Reputation: 49
I've been stuck on this for way too long. I tried to decode the byte object received from the request. When I try to decode to UTF-8 and print, I don't see the string representation of the byte object. What am I missing here?
import urllib.request
url = 'https://www2.census.gov/geo/docs/reference/codes/files/national_cousub.txt'
data = urllib.request.urlopen(url)
counter = 0
for line in data:
print('byte string:')
print(line)
print('after decoding:')
print(line.decode('utf-8'))
counter = counter + 1
if counter > 5:
break
This is what I see on console:
byte string:
b'STATE,STATEFP,COUNTYFP,COUNTYNAME,COUSUBFP,COUSUBNAME,FUNCSTAT\r\r\n'
after decoding:
byte string:
b'AL,01,001,Autauga County,90171,Autaugaville CCD,S\r\r\n'
after decoding:
byte string:
b'AL,01,001,Autauga County,90315,Billingsley CCD,S\r\r\n'
after decoding:
byte string:
b'AL,01,001,Autauga County,92106,Marbury CCD,S\r\r\n'
after decoding:
byte string:
b'AL,01,001,Autauga County,92628,Prattville CCD,S\r\r\n'
after decoding:
byte string:
b'AL,01,003,Baldwin County,90207,Bay Minette CCD,S\r\r\n'
after decoding:
I am on Windows 10. Python version 3.5.5. I install python via anaconda. I am running this in PyCharm.
sys.stdout.encoding
= 'UTF-8'
Same results with print(line.decode('utf-8'), file=sys.stderr)
Upvotes: 1
Views: 2546
Reputation: 365915
Your strings all end with \r\r\n
. This is wrong, but (a) it's not your fault but the census website's fault, and (b) it shouldn't be causing this problem.
Assuming you're on Windows, the \r\n
at the end is a normal newline.

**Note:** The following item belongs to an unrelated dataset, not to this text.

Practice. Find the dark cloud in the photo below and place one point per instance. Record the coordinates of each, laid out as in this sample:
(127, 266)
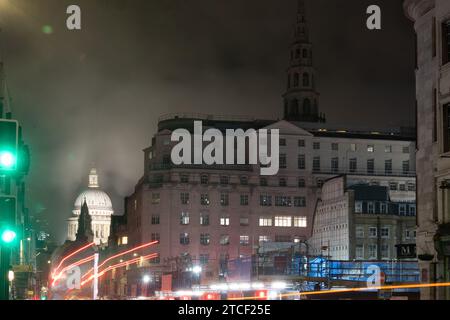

But the extra \r
before it, without a \n
, is a carriage return that moves the cursor back to the start of the current line. Then printing the \r\n
newline is overwriting the rest of the line.
That last part is what shouldn't happen. Printing a newline should just move to the next line. You can see that by running this program at the Windows command line, in a macOS or Linux terminal, or on repl.it.
But you're running in PyCharm, with your output going to the PyCharm debugging console. The PyCharm debugging console doesn't work like a complete terminal emulator, and on of the differences is, apparently, that it handles \r
strangely. This question has more information about that. (And the same thing happens in other JetBrains IDEs, like printing the same text with Java in IntelliJ, just as you'd expect.)
There doesn't seem to be a fix for the debugging console; that's just how it works.
You can send output to PyCharm's terminal output instead of its debugging window, or run the program in its terminal, or use your Windows command prompt instead of PyCharm, or use a different IDE… but all of those mean you can't use the PyCharm debugging console for debugging, which may not be a tradeoff worth having.
If you want to work around the problem without changing your setup, the simplest solution is to remove those extra \r
characters:
print(line.decode('utf-8').replace('\r\r\n', \r\n'))
Or, better, as suggested by aldo in the comments, call either strip
or rstrip
to remove all those newline-ish characters. If you want the line to end with a proper newline (so you still get a blank line after each line):
print(line.decode('utf-8').rstrip()+'\n')
And if you don’t, it’s even simpler:
print(line.decode('utf-8').rstrip())
Upvotes: 3